日が暮れてテントを張りたき火をした。星の輝きは言うまでもない。日常からの解放感とカナディアンウイスキーも手伝い、気分良く夕食を楽しんでいたが、時間が経つにつれて、あまりの自然の深さと静けさが逆に恐怖心に変わっていった。いままでに味わったことのない感覚だった。

われわれは大自然の中でこの場所を使わせてもらっている、存在させてもらっているのだと。都会で生活しているとそんなことを感じることなどない。逆に人間は自分たちが地球を動かしているかのように考えてしまいがちだ。

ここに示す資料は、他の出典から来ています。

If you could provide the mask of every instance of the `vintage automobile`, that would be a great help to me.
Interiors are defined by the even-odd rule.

しかし、それは大きな勘違いであり、われわれ人間はこの地球という星に住まわせてもらっていることをあらためて知らされた。

最近、SDGsの話題を耳にしない日はない。すでに遅きに失した感もあるが、われわれはもっと自然を大切にしていかないといけない。大自然に身を置かせていただいているということをもっと意識しないといけない。

温暖化による自然災害も後を絶たない。40年以上前のあの時に感じた思いがあらためて蘇ってくる。